I mention this example of rapid progress made in a short space of time as it shows how crisis can fundamentally change the world, sometimes for the better. Even the United States changed in just ten years beyond all expectations of what even its most fervent environmental activists could have hoped for in 1969. And then it went backwards.
How will the world respond in 2020 as it takes stock on 50 years of start-stop progress? Will the evidence before our eyes in 2020 finally lead to a collective experience to pause and reflect on what could be?
In can be done. It must be done. We know that with the right investment in infrastructure it is possible to make rapid progress to decarbonise. In just ten years from 2010, the UK transformed its carbon footprint in respect of power generation.

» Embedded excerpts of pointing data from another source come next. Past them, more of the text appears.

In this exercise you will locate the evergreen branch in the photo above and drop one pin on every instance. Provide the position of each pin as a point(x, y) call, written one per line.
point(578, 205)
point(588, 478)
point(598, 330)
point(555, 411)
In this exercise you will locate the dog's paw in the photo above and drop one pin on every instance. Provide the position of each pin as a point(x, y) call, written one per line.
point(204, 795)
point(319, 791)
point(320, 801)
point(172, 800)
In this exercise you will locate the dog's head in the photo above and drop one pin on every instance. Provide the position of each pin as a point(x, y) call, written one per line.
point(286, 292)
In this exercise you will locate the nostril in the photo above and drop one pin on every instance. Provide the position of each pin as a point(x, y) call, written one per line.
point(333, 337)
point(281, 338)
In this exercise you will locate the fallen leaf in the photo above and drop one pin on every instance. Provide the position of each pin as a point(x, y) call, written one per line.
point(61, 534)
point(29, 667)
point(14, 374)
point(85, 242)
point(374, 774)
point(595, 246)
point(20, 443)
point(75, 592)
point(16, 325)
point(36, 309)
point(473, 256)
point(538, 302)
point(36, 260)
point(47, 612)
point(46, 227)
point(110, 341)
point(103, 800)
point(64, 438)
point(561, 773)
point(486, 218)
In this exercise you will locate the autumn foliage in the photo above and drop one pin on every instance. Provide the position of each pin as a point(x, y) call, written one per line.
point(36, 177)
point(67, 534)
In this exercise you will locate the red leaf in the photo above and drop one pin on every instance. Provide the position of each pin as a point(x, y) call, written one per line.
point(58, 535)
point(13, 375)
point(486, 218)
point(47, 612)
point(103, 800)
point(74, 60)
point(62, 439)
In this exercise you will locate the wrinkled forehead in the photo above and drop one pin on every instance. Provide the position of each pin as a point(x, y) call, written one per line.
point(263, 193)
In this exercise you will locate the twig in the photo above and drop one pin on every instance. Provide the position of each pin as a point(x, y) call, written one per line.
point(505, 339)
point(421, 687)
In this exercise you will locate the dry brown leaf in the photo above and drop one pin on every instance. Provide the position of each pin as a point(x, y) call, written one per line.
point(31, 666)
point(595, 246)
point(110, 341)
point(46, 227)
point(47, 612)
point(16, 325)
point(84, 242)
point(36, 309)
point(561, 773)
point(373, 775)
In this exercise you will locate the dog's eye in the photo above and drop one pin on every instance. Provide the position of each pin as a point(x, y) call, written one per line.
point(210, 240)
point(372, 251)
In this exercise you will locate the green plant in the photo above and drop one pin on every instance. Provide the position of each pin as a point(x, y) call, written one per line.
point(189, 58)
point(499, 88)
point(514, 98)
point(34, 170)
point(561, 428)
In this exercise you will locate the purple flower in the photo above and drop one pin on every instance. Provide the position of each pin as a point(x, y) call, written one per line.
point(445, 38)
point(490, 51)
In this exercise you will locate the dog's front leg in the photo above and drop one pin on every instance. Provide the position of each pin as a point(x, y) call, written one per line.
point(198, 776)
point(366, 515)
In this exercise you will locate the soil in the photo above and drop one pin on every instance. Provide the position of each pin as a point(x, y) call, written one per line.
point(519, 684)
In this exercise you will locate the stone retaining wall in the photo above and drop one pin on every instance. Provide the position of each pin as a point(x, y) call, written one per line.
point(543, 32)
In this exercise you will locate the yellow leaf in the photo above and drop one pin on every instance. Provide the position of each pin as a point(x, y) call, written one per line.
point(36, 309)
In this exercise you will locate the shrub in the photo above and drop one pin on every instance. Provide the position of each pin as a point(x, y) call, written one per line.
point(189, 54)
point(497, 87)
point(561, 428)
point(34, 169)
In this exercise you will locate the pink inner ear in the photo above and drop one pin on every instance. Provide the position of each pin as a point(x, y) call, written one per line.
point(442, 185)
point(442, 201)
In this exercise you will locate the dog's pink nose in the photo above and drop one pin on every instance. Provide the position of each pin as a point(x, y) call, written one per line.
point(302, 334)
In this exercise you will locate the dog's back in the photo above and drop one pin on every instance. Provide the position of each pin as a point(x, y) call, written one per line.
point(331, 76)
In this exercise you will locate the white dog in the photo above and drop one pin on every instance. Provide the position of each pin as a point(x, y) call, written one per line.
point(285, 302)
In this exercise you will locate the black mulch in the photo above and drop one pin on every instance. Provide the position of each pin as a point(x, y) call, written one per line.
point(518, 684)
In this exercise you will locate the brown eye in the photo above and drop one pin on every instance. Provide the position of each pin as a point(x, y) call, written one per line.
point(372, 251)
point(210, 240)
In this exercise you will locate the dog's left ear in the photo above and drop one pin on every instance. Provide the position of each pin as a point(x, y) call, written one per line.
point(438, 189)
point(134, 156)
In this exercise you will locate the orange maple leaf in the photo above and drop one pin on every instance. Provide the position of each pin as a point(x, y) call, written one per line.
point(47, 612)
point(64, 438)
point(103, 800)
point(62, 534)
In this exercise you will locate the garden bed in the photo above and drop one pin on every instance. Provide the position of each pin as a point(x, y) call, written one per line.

As I write this just hours ahead of World Earth Day, the fine weather means that with wind and solar power capacity on-line, the UK is easily running with no coal being burnt day after day, a position not seen since 1882 when the world’s first public electricity generating station came on stream in central London.
Now, in the next ten years we must transform the carbon footprint of heat in homes and commercial premises across the UK. It will be far harder to achieve because it intrudes directly into the homes of everyone of us in a way that remote power generation does not. But this investment needs to happen.
Likewise, we need to wean the world’s population off its century long addiction to burning high density petroleum inside the internal combustion engine, a device created in 1876 – six years before the world’s first public power station started burning coal. These are both ancient technologies ripe for change and investment in the right infrastructure can make this change happen by 2030.
Or will we just revert back to drill, drill, drill and the urge for ceaseless travel regardless of the impact on the planet? Now is the time.